Should You Be Choosing FMPs Over FDs?

  Author: Kundan Kishore

Fixed deposits are a great favourite among Indians. More than half the financial savings of Indians are typically invested in fixed deposits (FDs).  At the same time, it is worth looking for alternatives to FDs.

Fixed Maturity Plans (FMP) from mutual funds can be a great alternative to fixed deposits (FDs). FMPs are closed-ended debt fund schemes that mature at a predetermined date, of say, in one year, three years, and five years. These funds remain invested in debt investments till maturity. They typically invest your money in government securities, corporate debt and, money market investments. This helps FMPs in their aim of generating steady returns over a period of time.

FMPs provide two advantages that help them compete with FDs.
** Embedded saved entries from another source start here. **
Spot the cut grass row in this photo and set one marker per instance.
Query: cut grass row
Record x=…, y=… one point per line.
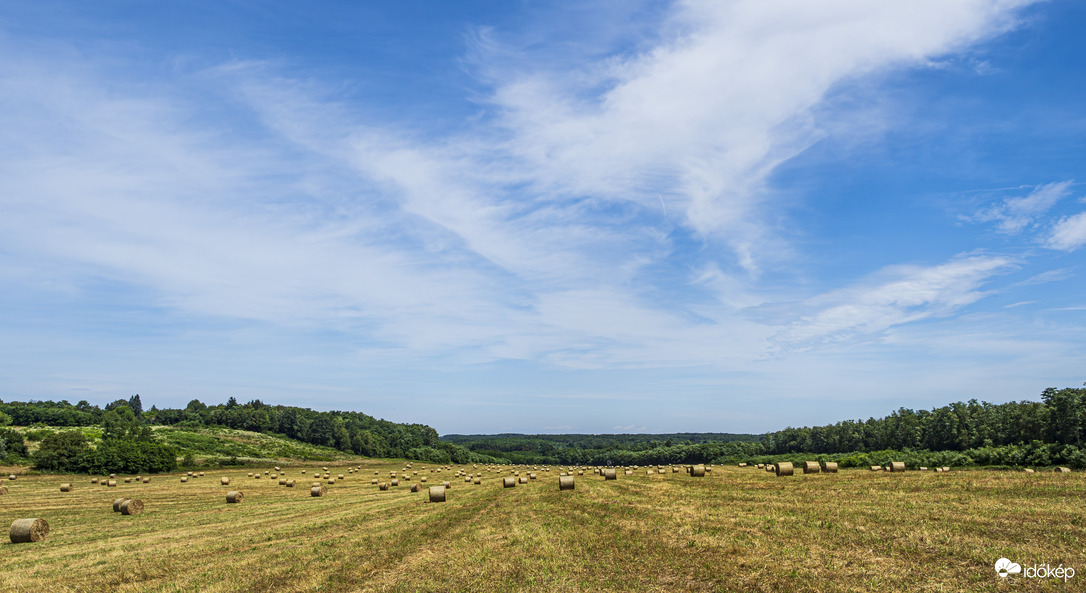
x=736, y=529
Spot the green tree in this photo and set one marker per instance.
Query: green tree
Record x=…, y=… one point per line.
x=61, y=451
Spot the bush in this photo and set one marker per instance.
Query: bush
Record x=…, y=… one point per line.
x=61, y=451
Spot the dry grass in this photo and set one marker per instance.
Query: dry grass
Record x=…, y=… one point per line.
x=737, y=529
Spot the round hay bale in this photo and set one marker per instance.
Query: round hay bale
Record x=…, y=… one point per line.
x=28, y=530
x=437, y=493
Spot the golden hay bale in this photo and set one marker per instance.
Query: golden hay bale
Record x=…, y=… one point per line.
x=28, y=530
x=437, y=493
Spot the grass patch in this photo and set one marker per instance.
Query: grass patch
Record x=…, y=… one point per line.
x=733, y=530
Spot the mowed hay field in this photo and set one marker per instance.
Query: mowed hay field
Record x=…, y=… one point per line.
x=735, y=529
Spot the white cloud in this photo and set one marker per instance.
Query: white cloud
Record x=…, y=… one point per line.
x=899, y=294
x=1068, y=234
x=1015, y=214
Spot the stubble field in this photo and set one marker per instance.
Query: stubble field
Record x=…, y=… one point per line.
x=736, y=529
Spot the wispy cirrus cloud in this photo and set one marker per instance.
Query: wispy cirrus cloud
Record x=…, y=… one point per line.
x=896, y=295
x=1015, y=214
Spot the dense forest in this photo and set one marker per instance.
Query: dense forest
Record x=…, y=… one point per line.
x=1015, y=433
x=348, y=431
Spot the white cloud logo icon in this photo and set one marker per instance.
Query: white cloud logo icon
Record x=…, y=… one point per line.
x=1005, y=567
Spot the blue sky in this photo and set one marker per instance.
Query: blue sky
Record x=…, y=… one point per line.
x=544, y=216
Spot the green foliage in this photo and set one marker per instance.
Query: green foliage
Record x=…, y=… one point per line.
x=12, y=445
x=61, y=451
x=125, y=456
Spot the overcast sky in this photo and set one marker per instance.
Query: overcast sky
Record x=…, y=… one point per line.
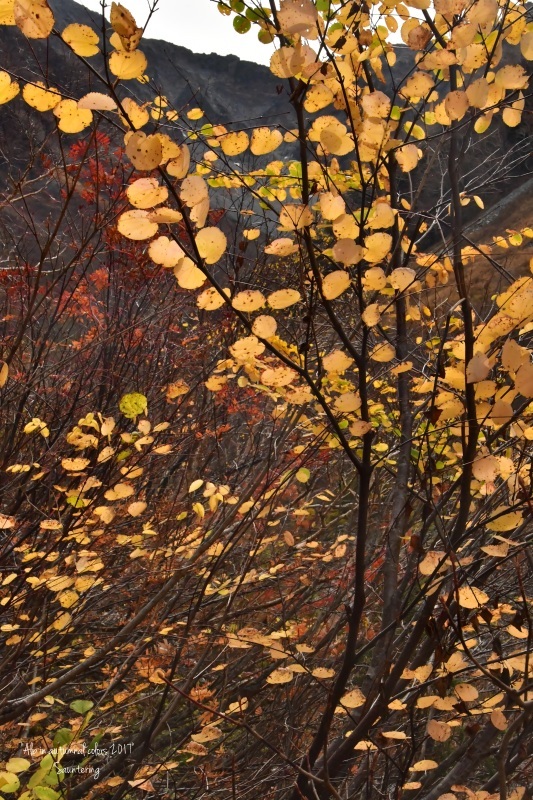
x=196, y=24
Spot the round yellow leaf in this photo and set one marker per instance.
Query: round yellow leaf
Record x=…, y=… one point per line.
x=210, y=299
x=466, y=692
x=8, y=88
x=264, y=326
x=211, y=244
x=136, y=225
x=144, y=152
x=249, y=300
x=146, y=193
x=165, y=251
x=383, y=353
x=470, y=597
x=75, y=464
x=193, y=190
x=281, y=247
x=280, y=675
x=96, y=101
x=264, y=140
x=165, y=215
x=439, y=731
x=247, y=348
x=68, y=598
x=137, y=508
x=424, y=765
x=279, y=376
x=334, y=284
x=127, y=66
x=71, y=118
x=322, y=673
x=353, y=699
x=283, y=298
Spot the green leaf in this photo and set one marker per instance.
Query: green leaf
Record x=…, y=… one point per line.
x=45, y=793
x=303, y=475
x=18, y=765
x=63, y=737
x=241, y=24
x=131, y=405
x=81, y=706
x=9, y=782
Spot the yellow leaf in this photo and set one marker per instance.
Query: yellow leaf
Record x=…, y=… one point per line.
x=71, y=118
x=68, y=598
x=504, y=521
x=281, y=247
x=146, y=193
x=334, y=284
x=137, y=508
x=248, y=300
x=75, y=464
x=207, y=734
x=264, y=140
x=281, y=675
x=166, y=252
x=283, y=298
x=470, y=597
x=322, y=673
x=353, y=699
x=439, y=731
x=8, y=88
x=96, y=101
x=264, y=326
x=127, y=66
x=211, y=244
x=422, y=766
x=234, y=143
x=383, y=353
x=210, y=299
x=337, y=362
x=123, y=23
x=136, y=225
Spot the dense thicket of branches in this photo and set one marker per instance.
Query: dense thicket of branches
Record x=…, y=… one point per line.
x=267, y=419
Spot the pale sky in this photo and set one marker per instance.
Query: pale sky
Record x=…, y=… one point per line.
x=196, y=24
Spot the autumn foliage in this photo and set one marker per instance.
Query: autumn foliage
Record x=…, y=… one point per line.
x=266, y=507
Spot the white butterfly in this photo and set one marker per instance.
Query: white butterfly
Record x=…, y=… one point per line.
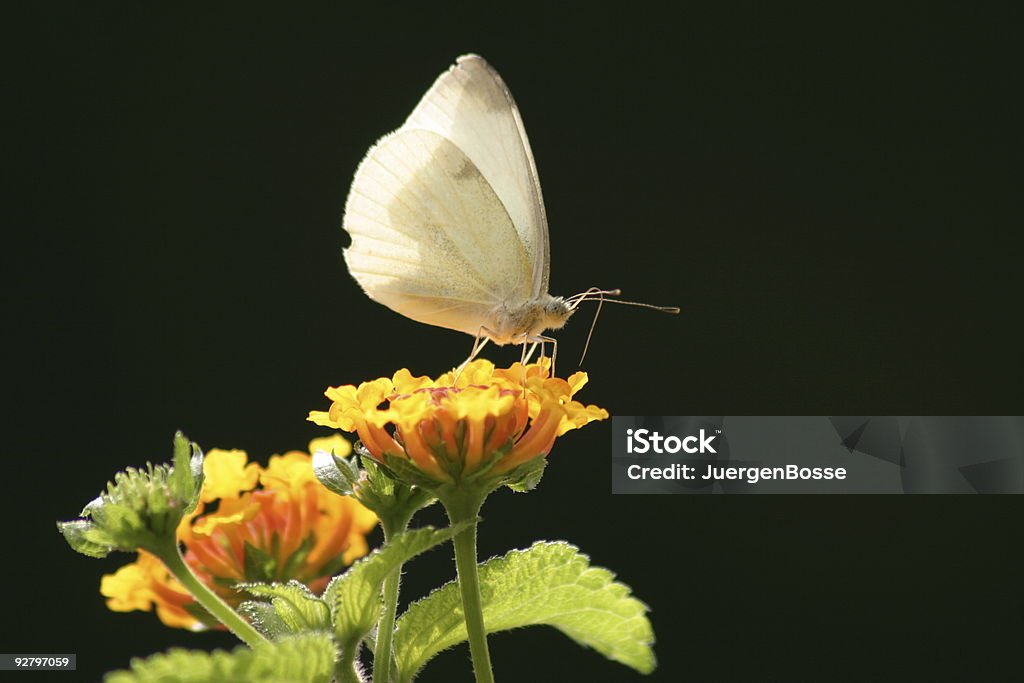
x=446, y=217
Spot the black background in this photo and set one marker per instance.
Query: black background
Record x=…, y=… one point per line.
x=830, y=196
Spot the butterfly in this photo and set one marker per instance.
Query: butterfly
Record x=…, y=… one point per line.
x=448, y=221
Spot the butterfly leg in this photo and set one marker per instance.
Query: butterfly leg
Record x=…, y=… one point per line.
x=481, y=339
x=541, y=339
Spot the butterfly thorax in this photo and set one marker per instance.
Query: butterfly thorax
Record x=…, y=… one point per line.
x=515, y=325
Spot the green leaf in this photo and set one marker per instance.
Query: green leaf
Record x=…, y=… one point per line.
x=289, y=608
x=338, y=474
x=548, y=584
x=185, y=478
x=354, y=597
x=305, y=658
x=86, y=539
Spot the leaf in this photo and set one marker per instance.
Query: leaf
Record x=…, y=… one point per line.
x=289, y=608
x=185, y=478
x=305, y=658
x=547, y=584
x=83, y=536
x=354, y=597
x=338, y=474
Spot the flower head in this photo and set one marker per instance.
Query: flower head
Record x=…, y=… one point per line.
x=141, y=507
x=483, y=422
x=252, y=523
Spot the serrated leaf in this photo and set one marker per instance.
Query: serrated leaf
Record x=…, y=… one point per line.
x=354, y=597
x=289, y=608
x=305, y=658
x=548, y=584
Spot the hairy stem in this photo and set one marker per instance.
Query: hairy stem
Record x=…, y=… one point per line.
x=171, y=556
x=462, y=509
x=385, y=627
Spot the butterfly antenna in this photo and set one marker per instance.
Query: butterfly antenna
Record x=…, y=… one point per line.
x=600, y=302
x=597, y=294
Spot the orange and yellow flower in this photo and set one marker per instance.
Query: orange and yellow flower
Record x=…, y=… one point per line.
x=253, y=523
x=458, y=424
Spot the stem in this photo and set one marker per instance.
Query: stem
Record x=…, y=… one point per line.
x=463, y=508
x=171, y=556
x=344, y=670
x=385, y=627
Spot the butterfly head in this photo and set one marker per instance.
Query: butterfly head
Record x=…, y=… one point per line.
x=513, y=325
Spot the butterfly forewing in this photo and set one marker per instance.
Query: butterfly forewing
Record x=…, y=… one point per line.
x=470, y=105
x=430, y=238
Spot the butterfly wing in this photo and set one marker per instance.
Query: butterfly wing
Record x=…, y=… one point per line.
x=470, y=105
x=430, y=238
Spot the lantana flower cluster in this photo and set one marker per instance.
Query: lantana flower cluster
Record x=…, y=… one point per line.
x=481, y=418
x=271, y=523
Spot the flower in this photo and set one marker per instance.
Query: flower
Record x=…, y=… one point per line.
x=140, y=508
x=481, y=421
x=252, y=523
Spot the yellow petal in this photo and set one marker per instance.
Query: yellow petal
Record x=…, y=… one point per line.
x=227, y=474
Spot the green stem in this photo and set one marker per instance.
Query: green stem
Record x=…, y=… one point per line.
x=171, y=556
x=344, y=670
x=460, y=509
x=385, y=627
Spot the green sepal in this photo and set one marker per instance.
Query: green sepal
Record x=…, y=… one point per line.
x=373, y=484
x=260, y=565
x=407, y=471
x=552, y=584
x=303, y=658
x=354, y=597
x=285, y=608
x=525, y=477
x=141, y=507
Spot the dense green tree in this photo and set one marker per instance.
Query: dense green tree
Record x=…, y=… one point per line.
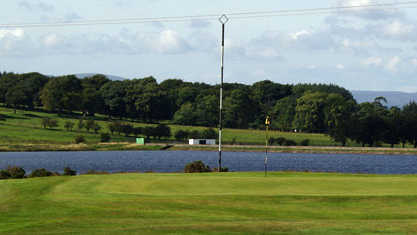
x=283, y=114
x=410, y=113
x=310, y=115
x=113, y=94
x=62, y=93
x=239, y=109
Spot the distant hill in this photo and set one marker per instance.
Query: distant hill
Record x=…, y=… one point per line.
x=111, y=77
x=394, y=98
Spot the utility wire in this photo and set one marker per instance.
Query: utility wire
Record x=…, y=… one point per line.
x=232, y=15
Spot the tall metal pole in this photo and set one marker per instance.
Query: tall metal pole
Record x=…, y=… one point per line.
x=223, y=20
x=267, y=124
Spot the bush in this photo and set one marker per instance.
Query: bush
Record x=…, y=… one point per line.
x=90, y=125
x=280, y=141
x=41, y=173
x=69, y=125
x=305, y=142
x=16, y=172
x=181, y=135
x=127, y=129
x=137, y=131
x=79, y=139
x=209, y=134
x=80, y=124
x=97, y=128
x=49, y=123
x=162, y=131
x=69, y=172
x=4, y=175
x=105, y=137
x=196, y=167
x=94, y=172
x=194, y=134
x=290, y=143
x=224, y=169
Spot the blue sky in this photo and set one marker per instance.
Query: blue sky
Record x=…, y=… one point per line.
x=363, y=49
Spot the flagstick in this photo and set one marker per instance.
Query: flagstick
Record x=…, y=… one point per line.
x=267, y=123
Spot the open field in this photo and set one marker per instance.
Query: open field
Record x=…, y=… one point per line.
x=25, y=127
x=213, y=203
x=23, y=132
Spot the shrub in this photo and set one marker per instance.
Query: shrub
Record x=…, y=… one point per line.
x=290, y=143
x=94, y=172
x=16, y=172
x=224, y=169
x=97, y=128
x=196, y=167
x=41, y=173
x=79, y=139
x=163, y=131
x=127, y=129
x=137, y=131
x=305, y=142
x=90, y=125
x=105, y=137
x=209, y=134
x=49, y=123
x=181, y=135
x=194, y=134
x=69, y=125
x=280, y=141
x=4, y=175
x=80, y=124
x=69, y=172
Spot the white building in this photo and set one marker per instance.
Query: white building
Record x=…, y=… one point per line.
x=202, y=142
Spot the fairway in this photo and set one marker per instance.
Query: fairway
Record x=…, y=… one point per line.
x=240, y=203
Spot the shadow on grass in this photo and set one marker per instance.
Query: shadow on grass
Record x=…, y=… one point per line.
x=31, y=115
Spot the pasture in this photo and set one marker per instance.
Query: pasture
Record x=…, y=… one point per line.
x=212, y=203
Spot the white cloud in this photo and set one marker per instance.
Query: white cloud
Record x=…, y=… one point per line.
x=367, y=9
x=50, y=40
x=340, y=66
x=169, y=42
x=398, y=29
x=312, y=67
x=299, y=34
x=35, y=5
x=375, y=61
x=393, y=63
x=16, y=33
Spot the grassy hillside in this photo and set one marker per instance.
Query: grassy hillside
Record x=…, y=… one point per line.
x=25, y=127
x=241, y=203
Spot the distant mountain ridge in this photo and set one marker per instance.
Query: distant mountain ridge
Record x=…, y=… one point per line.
x=111, y=77
x=394, y=98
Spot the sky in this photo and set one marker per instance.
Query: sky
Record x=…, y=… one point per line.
x=361, y=49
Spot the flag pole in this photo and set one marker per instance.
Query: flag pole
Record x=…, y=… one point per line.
x=267, y=124
x=223, y=20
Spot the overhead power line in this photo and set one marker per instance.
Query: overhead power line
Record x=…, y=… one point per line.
x=231, y=15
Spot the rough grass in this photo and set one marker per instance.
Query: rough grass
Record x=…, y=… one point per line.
x=25, y=127
x=241, y=203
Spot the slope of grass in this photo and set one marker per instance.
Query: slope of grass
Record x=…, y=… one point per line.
x=241, y=203
x=25, y=127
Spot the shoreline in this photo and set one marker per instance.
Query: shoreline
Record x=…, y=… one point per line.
x=211, y=148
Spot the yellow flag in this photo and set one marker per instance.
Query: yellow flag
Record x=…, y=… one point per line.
x=268, y=121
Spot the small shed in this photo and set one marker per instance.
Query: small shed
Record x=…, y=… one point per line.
x=140, y=141
x=202, y=142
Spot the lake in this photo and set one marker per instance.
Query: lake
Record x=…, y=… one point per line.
x=174, y=161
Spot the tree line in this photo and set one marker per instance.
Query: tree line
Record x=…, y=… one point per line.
x=313, y=108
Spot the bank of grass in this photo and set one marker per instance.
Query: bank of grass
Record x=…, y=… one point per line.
x=25, y=127
x=212, y=203
x=23, y=132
In the process, they become credible alternatives as short term investments.

Fairly stable returns Since they hold on to their investments till maturity, returns from FMPs are fairly stable. You can get a fair idea of what you can expect at the end of the tenure. In the eyes of the investor, this can make them comparable with fixed deposits.

Tax edge If you remain invested in an FMP for 36 months, your capital gains get taxed at 20 per cent with indexation benefits. This means that the capital gains from your FMP benefit from the upward adjustment of the price of units acquired due to adjustment for inflation. This effectively reduces the capital gains from FMP. The capital gains tax rate of 20 per cent is also much lower than the tax a person in the 30 per cent tax slab will pay.

To sum up, for needs that are about 3-4 years away, you can consider FMPs as credible low risk investment alternative to FDs, especially if you are in the highest tax bracket.